Employers in Canada have typically understood employees and independent contractors to fall into distinct legal categories. However, recent court and labor board decisions indicate that the traditional definition of “employee” continues to expand.
Ontario court interprets health and safety obligations
In Ontario (Labour) v. United Independent Operators Limited, Ontario’s highest appeal court ruled that independent contractors can be considered employees for health and safety purposes.
A truck driver who worked for United Independent Operators Limited (UIOL) was crushed between two trucks at a customer worksite. He suffered a broken pelvis and two broken legs. The Ministry of Labour investigated and determined that UIOL violated the section of the Occupational Health and Safety Act (OHSA) that requires a joint health and safety committee at a workplace regularly employing 20 or more workers. The Ministry prosecuted UIOL.
UIOL argued that it wasn’t required to establish such a committee. It said it had only 11 full-time employees. The truck drivers were independent contractors. The company was successful at trial and on the first appeal. But the Ministry appealed further, to the Ontario Court of Appeal.
Definition of “regularly employed”
Interestingly, the drivers had been found to be independent contractors in prior decisions relating to employment standards, income tax, and workers’ compensation. That didn’t stop the Ontario appeal court.
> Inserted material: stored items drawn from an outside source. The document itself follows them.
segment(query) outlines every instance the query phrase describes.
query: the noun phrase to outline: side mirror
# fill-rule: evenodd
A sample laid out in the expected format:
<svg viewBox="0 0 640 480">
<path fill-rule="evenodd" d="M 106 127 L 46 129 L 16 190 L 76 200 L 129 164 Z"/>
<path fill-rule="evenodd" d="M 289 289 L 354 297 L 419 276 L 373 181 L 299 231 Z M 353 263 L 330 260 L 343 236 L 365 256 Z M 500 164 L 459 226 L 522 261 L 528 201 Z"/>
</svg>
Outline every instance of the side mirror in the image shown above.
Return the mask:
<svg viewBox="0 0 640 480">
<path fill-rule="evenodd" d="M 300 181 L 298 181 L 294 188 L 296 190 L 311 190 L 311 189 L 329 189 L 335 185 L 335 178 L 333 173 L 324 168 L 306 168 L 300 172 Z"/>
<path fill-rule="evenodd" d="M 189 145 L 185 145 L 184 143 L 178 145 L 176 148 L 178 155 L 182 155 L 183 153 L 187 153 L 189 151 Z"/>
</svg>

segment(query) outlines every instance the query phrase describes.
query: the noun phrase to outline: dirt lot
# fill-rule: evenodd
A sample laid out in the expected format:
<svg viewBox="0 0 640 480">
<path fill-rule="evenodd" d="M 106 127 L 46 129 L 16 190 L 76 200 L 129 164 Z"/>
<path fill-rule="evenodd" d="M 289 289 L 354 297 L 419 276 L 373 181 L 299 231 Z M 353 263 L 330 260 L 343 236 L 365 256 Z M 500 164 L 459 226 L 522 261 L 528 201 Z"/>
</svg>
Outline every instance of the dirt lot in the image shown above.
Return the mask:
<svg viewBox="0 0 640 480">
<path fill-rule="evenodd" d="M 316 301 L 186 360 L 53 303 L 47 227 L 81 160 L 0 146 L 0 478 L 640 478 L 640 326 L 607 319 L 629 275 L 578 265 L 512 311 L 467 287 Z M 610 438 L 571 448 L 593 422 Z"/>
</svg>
The court considered the interpretation of the phrase “regularly employed.” “Employer” is defined in the Act as a “person who employs one or more workers or contracts for the services of one or more workers and includes a contractor or subcontractor who performs work or supplies services.”
The court said that, “As UIOL is an employer of the truck drivers, within the meaning of the OHSA, it stands to reason that the truck drivers are employed by it.” Further, the dictionary definition of “regular,” being normal or customary, and the fact that UIOL customarily had between 30 and 140 drivers, helped lead to the conclusion that it “regularly employed” the truck drivers.
Also key in the decision was the so-called contextual analysis and purpose of the OHSA. When these words are uttered, employers should generally brace for impact. It was observed that a narrow interpretation of the term “regularly employed” would limit or interfere with the broad purpose of the OHSA as a remedial public welfare statute designed to guarantee a minimum level of health and safety protection for workers in Ontario.
The court found that the independent truck drivers must be counted when determining whether the employer had the obligation to create a joint health and safety committee.
Alberta taxi cases
The Alberta Labour Relations Board recently considered a series of union applications for certification by independent taxi drivers in Alberta cities. The reasoning in Miscellaneous Employees, Teamsters, Local Union No. 987 of Alberta v. 1093507 Alberta Ltd. o/a Access Taxi is mirrored in the other three decisions, Sun Taxi, United Class Cabs, and Barrel Taxi.
Definition of employee
Under the Alberta Labour Relations Code, “employee” is defined to mean a person employed to do work who is in receipt of or entitled to wages. Unlike some other provinces, the definition doesn’t expressly include dependent contractors. However, the Board found that the question of economic dependence is still relevant. The narrower definition doesn’t preclude dependent contractors from being treated as employees under the Code.
The Board stressed that the Code is, wait for it, remedial legislation that requires a liberal and purposive interpretation. Where an individual falls in the middle of an “economic spectrum” between a worker and a true entrepreneur, “… a purposive interpretation …favour(s) finding the individual an ’employee’ entitled to legislative protection of the right to organize.”
The Board focused on the level of control exercised over the drivers and owner-operators. This included imposition and enforcement of rules on operation of taxis, customer service, accident reporting, and charge accounts.
The taxi companies also had substantial influence over the work available to the drivers. This included access to taxi stands, corporate customers, promotional activities, and dispatch. The Board found that in reality, the taxi drivers were promoting the taxi company’s brand and business, not their own.
Based on the foregoing factors, and a purposive interpretation of the Code, the Board found that the drivers and owner-operators were employees. They were therefore entitled to unionize.
Takeaway for employers in Canada
These decisions represent an expansion of the traditional definition of “employee” and blur the historical distinction between employees and contractors. Employers can no longer rely on a bright line between the categories of employees and independent contractors. Rather, the overall relationship will be taken into consideration by decision makers.
Contractors who are economically dependent on, and significantly controlled by, an employer may be entitled to unionize. Independent contractors may also be considered employees for health and safety and other purposes.